Indian Kashmir protests death sentence for Delhi bombers


Express April 23, 2010

SRINAGAR: A one-day strike brought Indian Kashmir to a standstill on Friday, in a protest at the death sentences handed to three members of a separatist group who bombed a New Delhi market in 1996.

The three members of a Kashmiri group called the Islamic Front– two Kashmiris and a Muslim resident of New Delhi– were sentenced to death on Thursday by a court in the Indian capital. The strike, called by both hardline and moderate factions of the region’s main separatist alliance, closed shops, schools, banks and businesses in Srinagar, the summer capital of Indian Kashmir. Police fired teargas shells to quell the hundreds of protesters who took to the streets, hurling stones at security forces and vehicles, while burning tires and blocking roads.

“At least 25 were injured in the daylong clashes,” Parvez Ahmad, a police official told a news agency. On April 13, one person was killed and 24 hurt during a strike called in protest against the three suspect’s convictions for the bombings, which killed 13 people and injured dozens in New Delhi’s Lajpat Nagar shopping area. Anti-India insurgents have waged a two-decade fight against New Delhi’s rule in the Himalayan region that has left more than 47,000 people dead, according to the official count.

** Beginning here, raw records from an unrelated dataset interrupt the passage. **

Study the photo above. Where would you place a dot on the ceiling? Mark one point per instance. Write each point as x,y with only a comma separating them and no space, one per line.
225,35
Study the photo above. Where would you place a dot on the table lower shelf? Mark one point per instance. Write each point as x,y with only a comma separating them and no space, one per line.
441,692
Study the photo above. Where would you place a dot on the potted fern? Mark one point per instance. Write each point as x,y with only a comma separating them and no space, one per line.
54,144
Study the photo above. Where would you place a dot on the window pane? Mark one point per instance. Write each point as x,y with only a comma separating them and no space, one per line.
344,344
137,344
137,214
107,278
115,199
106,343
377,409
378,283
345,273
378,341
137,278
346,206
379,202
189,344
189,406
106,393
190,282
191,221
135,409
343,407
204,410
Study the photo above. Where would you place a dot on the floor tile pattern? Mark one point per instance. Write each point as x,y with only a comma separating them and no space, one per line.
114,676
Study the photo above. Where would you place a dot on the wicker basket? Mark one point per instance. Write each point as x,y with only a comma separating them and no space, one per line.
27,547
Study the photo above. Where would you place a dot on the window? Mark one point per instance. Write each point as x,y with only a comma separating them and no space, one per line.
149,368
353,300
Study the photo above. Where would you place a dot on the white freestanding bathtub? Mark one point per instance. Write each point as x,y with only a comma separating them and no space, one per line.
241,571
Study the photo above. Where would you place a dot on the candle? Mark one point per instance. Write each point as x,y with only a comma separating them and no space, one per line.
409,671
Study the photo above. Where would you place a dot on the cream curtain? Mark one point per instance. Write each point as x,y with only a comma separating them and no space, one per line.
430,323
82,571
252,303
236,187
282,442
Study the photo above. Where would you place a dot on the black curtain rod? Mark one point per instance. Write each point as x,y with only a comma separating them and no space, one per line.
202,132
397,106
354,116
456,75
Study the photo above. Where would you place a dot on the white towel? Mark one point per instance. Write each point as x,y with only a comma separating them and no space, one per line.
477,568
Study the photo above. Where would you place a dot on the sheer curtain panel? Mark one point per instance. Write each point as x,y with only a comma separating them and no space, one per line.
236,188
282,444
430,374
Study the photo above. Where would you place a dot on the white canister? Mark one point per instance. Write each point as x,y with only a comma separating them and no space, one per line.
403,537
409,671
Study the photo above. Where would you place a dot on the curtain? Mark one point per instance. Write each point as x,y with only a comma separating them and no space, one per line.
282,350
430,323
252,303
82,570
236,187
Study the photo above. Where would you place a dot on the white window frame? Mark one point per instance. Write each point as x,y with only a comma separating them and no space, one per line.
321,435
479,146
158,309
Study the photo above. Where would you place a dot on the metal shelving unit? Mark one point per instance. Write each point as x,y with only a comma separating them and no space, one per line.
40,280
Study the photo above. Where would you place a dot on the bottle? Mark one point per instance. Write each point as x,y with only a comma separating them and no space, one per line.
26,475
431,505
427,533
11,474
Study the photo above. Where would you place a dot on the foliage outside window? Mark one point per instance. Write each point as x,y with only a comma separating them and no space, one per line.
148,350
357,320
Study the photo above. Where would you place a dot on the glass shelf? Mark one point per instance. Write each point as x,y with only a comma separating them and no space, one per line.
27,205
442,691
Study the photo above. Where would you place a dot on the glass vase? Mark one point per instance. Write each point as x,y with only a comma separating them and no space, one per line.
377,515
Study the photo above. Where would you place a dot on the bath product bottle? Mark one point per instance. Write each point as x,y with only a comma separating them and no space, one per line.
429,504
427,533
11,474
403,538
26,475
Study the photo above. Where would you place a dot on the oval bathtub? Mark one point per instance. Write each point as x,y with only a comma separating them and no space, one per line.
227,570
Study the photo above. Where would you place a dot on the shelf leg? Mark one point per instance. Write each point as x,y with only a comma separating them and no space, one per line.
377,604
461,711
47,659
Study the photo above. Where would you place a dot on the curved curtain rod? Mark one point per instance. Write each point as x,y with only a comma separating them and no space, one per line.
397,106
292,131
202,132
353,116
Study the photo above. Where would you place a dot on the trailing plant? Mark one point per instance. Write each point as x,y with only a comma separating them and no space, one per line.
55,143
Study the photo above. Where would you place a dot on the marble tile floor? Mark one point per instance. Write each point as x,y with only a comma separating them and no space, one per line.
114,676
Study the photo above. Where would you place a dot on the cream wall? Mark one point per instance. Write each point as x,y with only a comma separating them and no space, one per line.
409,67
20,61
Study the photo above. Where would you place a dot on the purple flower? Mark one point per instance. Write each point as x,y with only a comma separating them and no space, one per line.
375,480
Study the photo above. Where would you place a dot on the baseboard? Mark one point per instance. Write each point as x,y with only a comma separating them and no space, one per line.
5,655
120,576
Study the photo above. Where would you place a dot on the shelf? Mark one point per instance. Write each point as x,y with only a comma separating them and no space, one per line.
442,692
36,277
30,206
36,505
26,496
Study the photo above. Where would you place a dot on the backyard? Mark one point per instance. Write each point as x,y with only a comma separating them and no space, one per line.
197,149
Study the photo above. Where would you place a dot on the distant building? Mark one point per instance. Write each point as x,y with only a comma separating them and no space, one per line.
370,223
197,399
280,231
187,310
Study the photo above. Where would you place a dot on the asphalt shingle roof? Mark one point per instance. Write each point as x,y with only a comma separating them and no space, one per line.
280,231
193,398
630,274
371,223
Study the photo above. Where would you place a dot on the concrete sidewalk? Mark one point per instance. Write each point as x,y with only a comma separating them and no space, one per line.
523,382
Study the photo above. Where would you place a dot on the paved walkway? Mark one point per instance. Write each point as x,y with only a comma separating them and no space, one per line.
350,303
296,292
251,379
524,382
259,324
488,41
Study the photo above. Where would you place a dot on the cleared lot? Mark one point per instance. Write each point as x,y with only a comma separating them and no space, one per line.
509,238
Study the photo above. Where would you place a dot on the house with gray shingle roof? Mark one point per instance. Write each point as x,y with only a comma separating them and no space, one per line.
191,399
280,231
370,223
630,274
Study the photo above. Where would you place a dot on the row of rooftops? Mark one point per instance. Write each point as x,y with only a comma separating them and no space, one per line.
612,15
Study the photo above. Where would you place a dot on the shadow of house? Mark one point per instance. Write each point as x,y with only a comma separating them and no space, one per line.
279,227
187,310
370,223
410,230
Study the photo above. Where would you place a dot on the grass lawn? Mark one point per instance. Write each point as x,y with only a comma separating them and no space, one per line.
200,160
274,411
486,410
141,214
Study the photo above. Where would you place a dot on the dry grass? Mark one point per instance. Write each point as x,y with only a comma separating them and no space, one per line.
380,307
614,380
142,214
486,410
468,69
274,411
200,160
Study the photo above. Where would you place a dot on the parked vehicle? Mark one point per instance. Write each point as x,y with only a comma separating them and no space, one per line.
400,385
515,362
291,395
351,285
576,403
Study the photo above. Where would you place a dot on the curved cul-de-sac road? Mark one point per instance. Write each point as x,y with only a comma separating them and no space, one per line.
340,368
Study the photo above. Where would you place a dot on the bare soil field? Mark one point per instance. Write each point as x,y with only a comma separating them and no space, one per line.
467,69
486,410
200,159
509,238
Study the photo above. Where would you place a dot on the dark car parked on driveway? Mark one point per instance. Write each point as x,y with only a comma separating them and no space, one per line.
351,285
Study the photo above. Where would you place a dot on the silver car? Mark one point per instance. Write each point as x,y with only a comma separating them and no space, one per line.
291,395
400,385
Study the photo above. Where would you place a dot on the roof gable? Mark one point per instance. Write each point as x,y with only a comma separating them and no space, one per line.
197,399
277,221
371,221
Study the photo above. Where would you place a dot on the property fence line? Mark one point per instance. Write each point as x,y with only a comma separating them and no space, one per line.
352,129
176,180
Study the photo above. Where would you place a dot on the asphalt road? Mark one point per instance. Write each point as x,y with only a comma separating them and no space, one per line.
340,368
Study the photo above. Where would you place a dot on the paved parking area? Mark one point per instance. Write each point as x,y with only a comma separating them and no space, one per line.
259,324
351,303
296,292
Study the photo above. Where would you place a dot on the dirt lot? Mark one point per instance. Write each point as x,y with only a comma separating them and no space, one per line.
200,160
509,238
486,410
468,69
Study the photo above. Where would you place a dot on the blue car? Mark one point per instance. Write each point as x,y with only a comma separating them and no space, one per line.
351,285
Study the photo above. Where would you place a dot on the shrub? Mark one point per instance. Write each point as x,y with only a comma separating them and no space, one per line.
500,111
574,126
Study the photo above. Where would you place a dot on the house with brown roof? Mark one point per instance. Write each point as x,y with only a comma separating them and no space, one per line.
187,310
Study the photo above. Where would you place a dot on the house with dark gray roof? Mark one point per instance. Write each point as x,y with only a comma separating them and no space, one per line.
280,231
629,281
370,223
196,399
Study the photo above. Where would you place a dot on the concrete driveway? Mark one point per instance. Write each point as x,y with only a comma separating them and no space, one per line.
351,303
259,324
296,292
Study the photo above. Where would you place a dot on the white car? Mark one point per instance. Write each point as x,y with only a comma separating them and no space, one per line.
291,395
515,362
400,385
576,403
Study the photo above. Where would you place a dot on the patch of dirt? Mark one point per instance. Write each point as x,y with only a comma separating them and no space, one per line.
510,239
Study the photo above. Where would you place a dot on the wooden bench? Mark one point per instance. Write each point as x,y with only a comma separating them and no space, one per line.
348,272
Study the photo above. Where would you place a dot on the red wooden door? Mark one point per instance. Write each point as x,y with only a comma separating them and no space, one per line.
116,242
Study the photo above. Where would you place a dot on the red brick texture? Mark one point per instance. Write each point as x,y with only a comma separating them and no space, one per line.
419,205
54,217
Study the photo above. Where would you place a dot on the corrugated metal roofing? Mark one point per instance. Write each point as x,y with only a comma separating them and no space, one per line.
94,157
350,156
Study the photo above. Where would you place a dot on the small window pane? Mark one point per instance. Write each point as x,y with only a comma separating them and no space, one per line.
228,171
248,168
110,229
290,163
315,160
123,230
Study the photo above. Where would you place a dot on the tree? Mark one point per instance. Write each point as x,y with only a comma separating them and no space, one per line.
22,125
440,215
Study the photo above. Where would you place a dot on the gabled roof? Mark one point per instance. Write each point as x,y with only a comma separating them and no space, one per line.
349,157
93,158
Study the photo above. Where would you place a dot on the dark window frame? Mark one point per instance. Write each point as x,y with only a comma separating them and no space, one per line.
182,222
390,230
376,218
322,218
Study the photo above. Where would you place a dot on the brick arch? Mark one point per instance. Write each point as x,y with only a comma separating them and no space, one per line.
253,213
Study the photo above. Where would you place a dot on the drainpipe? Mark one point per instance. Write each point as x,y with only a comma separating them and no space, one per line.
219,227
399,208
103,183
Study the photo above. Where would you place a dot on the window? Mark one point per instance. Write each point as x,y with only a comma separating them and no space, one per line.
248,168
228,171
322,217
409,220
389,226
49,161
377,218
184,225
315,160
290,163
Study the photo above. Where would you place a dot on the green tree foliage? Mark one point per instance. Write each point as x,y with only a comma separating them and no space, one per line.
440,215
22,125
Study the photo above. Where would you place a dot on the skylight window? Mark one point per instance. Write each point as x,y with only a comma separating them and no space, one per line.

In all, six people have been convicted of the 1996 Lajpat Nagar Central Market bombing. Of the three convicts not sentenced to death, one was jailed for life, one was given a seven-year imprisonment, while the lone woman was give just over four years. The latter two were found guilty under milder provisions of the law and released, after taking into account time served while on trial. New Delhi police tightened security on Thursday around tourist hotspots and markets after the US warned that it had “specific” information about possible attacks on foreigners.